Image Patch-Matching with Graph-Based Learning in Street Scenes
Rui She, Qiyu Kang, Sijie Wang, Wee Peng Tay, Yong Liang Guan, Diego Navarro Navarro, Andreas Hartmannsgruber
TL;DR
This paper addresses the challenge of robust landmark patch matching in street scenes by exploiting spatial relationships among patches. It introduces VGIDM, a graph-based framework that constructs neighborhood graphs for patches, learns joint vertex and graph embeddings via a ResNet encoder and a GNN, and uses a learnable discriminator to maximize information distance between matched and unmatched patch pairs. The authors provide theoretical grounding linking the learning objective to information-theoretic distances and demonstrate state-of-the-art results on two new landmark patch datasets derived from KITTI and Oxford RobotCar, with strong cross-dataset generalization.

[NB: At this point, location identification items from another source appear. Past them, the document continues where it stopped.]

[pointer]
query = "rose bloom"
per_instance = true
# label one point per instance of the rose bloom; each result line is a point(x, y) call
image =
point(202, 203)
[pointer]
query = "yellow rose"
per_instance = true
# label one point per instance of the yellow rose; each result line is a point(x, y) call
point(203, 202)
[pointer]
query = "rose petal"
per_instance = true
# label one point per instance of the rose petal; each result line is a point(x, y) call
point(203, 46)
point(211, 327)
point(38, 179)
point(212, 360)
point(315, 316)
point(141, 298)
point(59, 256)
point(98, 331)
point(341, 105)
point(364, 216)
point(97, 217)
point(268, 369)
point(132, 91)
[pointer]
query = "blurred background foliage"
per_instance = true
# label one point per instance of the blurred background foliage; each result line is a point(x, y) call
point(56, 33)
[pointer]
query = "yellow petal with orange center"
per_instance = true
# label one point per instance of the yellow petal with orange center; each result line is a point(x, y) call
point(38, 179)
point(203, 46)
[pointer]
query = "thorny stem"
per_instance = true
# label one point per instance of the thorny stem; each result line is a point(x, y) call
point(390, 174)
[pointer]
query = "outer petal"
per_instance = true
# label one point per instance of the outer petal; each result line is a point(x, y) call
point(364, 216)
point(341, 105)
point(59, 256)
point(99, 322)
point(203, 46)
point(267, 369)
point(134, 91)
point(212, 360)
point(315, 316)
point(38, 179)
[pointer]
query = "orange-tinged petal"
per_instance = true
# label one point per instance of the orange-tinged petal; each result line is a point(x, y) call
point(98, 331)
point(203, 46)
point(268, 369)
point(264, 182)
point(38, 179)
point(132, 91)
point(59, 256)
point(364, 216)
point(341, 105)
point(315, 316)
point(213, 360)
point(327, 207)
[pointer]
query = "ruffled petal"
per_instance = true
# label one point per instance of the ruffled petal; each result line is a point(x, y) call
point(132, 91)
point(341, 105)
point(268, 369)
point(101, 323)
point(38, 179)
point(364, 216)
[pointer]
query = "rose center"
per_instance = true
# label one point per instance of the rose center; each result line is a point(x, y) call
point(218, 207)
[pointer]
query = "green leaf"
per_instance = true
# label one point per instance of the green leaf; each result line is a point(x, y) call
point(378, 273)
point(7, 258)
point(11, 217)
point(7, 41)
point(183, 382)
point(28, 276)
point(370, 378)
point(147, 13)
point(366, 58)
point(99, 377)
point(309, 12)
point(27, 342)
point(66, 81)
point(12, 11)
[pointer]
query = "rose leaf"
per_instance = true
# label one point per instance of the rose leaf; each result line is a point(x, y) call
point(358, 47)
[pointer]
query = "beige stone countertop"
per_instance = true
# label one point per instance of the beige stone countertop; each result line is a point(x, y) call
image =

The work also demonstrates practical utility in visual place recognition and stereo depth estimation, highlighting VGIDM as a versatile module for object-level data association in autonomous driving pipelines.
Abstract
Matching landmark patches from a real-time image captured by an on-vehicle camera with landmark patches in an image database plays an important role in various computer perception tasks for autonomous driving. Current methods focus on local matching for regions of interest and do not take into account spatial neighborhood relationships among the image patches, which typically correspond to objects in the environment. In this paper, we construct a spatial graph with the graph vertices corresponding to patches and edges capturing the spatial neighborhood information. We propose a joint feature and metric learning model with graph-based learning. We provide a theoretical basis for the graph-based loss by showing that the information distance between the distributions conditioned on matched and unmatched pairs is maximized under our framework. We evaluate our model using several street-scene datasets and demonstrate that our approach achieves state-of-the-art matching results.